Co-Founder, Director, Instructor

Jen-Osha (Senora Jen, Loba madre, Loba yero) is the Director of the Mountain SOL School, lead instructor for the Medic path, and co instructor for the Scout and Herbalist Programs.  She is a passionate advocate for environmental and social justice education for our youth.  She is a National Geographic certified instructor, serves on the National Geographic WV Advisory committee, is certified as a Wilderness Herbal First Responder from the Human Path and Advanced Wilderness First Aid from SOLO, is the recipient of the Ambassadors for Progress award, West Virginia Wonder Woman award, the Guiding Light Award from the West Virginia Watershed Network, is a Switzer Fellow with the Robert and Patricia Switzer Foundation, and helps lead the West Virginia Chapter of Herbal Medics.

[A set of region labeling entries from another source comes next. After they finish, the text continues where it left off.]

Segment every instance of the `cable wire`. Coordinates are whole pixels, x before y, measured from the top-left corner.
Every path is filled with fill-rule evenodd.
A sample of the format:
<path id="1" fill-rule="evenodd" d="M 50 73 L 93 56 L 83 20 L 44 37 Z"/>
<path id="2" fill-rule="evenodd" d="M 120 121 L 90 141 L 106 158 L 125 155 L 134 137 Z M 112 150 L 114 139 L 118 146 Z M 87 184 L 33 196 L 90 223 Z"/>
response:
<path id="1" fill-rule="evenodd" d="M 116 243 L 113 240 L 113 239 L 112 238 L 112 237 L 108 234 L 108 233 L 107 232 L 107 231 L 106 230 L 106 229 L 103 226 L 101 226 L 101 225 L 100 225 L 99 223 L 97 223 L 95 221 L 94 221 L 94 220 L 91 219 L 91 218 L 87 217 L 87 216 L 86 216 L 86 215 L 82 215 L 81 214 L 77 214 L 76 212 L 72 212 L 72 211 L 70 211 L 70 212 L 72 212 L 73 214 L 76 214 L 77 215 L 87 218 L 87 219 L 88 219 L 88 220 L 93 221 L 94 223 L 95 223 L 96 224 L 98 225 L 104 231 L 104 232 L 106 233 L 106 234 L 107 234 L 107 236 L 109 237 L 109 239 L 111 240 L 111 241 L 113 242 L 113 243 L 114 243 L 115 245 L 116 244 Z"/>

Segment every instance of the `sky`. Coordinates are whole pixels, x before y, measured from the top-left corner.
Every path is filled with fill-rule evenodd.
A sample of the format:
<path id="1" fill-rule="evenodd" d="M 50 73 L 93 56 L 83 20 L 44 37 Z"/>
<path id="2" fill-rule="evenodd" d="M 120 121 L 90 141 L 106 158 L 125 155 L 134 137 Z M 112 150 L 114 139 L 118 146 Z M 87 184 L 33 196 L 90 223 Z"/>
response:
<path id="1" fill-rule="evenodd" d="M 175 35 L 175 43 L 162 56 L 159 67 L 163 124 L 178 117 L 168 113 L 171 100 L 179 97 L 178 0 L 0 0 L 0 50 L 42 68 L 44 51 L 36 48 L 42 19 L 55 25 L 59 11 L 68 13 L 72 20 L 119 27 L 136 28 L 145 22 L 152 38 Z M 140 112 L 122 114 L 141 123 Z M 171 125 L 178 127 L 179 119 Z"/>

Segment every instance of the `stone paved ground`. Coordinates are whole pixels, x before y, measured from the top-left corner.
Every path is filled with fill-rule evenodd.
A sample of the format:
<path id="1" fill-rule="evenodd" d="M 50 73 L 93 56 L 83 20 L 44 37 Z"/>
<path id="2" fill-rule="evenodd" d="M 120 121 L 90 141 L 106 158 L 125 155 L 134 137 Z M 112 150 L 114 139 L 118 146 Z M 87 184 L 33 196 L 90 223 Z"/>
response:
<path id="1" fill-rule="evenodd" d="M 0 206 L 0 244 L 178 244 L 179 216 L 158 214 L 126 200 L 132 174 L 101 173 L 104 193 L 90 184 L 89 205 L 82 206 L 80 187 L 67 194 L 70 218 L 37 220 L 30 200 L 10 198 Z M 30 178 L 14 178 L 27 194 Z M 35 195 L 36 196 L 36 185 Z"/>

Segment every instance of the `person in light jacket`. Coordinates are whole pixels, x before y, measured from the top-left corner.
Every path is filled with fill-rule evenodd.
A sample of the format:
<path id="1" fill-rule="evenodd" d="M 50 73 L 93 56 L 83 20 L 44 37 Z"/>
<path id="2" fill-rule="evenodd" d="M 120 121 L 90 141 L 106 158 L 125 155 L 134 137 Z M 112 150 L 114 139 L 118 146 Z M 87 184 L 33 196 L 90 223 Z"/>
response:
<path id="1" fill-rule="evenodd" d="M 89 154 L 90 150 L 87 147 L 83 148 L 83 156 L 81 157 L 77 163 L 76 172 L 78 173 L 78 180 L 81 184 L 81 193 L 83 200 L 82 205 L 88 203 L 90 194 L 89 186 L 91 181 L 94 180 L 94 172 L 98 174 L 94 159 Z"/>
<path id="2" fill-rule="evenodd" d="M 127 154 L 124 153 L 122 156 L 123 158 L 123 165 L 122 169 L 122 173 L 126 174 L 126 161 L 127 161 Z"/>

She also teaches music, geography, and special topics at the Morgantown Learning Academy. She also is a co-founder of Aurora Lights (Mountain SOL’s parent non-profit) and served as its President from 1998 to 2012. Jen received her B.A. in English with Honors from the University of Virginia and her Masters in Forestry from the Yale School of Forestry and Environmental Studies.  Jen worked as a volunteer English teacher for WorldTeach, as an environmental educator through Aurora Lights in Ecuador for two years, and brought two groups of college students to the Ecuadorian highlands and amazon.  The initial inspiration to create a school such as Mountain SOL came from her time in Ecuador learning from the Huaorani people in Ecuador and a promise to share their stories.  That dream manifested into reality with the energy and vision of co-founders Hannah Spencer and Liz Wiles, the unwavering support of Eve Ward at the Morgantown Learning Academy, and the co creation of a summer program with Bethany Boback.

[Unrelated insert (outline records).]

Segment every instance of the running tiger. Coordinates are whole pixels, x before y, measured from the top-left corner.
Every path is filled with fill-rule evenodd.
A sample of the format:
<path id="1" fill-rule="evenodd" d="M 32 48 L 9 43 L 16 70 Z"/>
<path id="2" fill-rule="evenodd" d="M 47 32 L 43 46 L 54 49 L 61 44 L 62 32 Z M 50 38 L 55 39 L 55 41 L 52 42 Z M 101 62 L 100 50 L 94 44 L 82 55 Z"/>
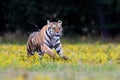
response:
<path id="1" fill-rule="evenodd" d="M 61 36 L 62 21 L 50 22 L 47 20 L 47 24 L 41 30 L 30 34 L 27 41 L 28 56 L 34 55 L 34 52 L 37 51 L 39 56 L 44 56 L 46 53 L 55 59 L 55 53 L 52 51 L 54 48 L 61 58 L 67 60 L 68 58 L 62 53 Z"/>

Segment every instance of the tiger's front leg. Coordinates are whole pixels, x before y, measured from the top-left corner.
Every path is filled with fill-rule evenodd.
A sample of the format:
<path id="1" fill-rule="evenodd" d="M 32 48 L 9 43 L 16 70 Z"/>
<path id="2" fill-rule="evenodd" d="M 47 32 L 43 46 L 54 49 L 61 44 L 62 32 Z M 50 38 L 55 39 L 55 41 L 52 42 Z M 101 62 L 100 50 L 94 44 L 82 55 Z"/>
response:
<path id="1" fill-rule="evenodd" d="M 53 59 L 55 59 L 55 53 L 46 44 L 43 44 L 41 46 L 41 51 L 42 51 L 43 54 L 46 53 L 50 57 L 52 57 Z"/>
<path id="2" fill-rule="evenodd" d="M 55 44 L 54 48 L 55 48 L 55 50 L 57 51 L 58 55 L 59 55 L 61 58 L 63 58 L 64 60 L 67 60 L 67 59 L 68 59 L 67 56 L 63 55 L 61 43 Z"/>

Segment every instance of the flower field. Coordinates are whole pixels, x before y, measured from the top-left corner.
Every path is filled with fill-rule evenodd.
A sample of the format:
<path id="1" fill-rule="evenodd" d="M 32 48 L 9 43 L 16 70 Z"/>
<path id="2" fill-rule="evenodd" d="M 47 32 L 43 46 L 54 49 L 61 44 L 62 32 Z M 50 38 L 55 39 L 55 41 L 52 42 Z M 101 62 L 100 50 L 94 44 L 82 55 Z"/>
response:
<path id="1" fill-rule="evenodd" d="M 63 41 L 68 60 L 27 57 L 26 44 L 0 45 L 2 80 L 119 80 L 120 44 Z M 53 50 L 54 51 L 54 50 Z M 55 51 L 54 51 L 55 52 Z M 7 77 L 6 77 L 7 76 Z"/>

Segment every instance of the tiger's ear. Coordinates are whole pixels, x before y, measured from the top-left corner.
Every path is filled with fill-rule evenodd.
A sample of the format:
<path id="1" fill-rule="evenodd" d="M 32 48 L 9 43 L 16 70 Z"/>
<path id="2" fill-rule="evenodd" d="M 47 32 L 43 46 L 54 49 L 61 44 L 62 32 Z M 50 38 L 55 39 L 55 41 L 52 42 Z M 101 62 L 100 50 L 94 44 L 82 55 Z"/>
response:
<path id="1" fill-rule="evenodd" d="M 62 21 L 61 21 L 61 20 L 59 20 L 58 23 L 59 23 L 60 25 L 62 25 Z"/>
<path id="2" fill-rule="evenodd" d="M 47 20 L 47 24 L 48 24 L 48 25 L 50 24 L 50 21 L 49 21 L 49 20 Z"/>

Upon returning to the United States from Ecuador, Jen produced the benefit CD “Moving Mountains: Voices of Appalachia Rise Up Against Mountaintop Removal Coal Mining” from 2000-2003.  She completed her PhD at the geography department at WVU, where her research was focused on the impacts of mountaintop removal (MTR) coal mining on the communities surrounding Coal River Mountain in Raleigh County, West Virginia. Jen was a co-producer for the second MTR benefit CD, “Still Moving Mountains: The Journey Home” which was released in June of 2009, and the project director for the award winning multimedia website Journey Up Coal River.

In addition to MLA and Mt SOL, Jen has also taught at the West Virginia Scholars Academy, Yale University, the New Jersey School of Conservation, Salem International University, in the geography department at West Virginia University, and at Escuela Superior Politécnica de Chimborazo. Most recently she helped to create a Sister Schools for Change program with the Playing for Change Foundation.  Jen lives outside Morgantown with her husband, two sons, and many four legged animals.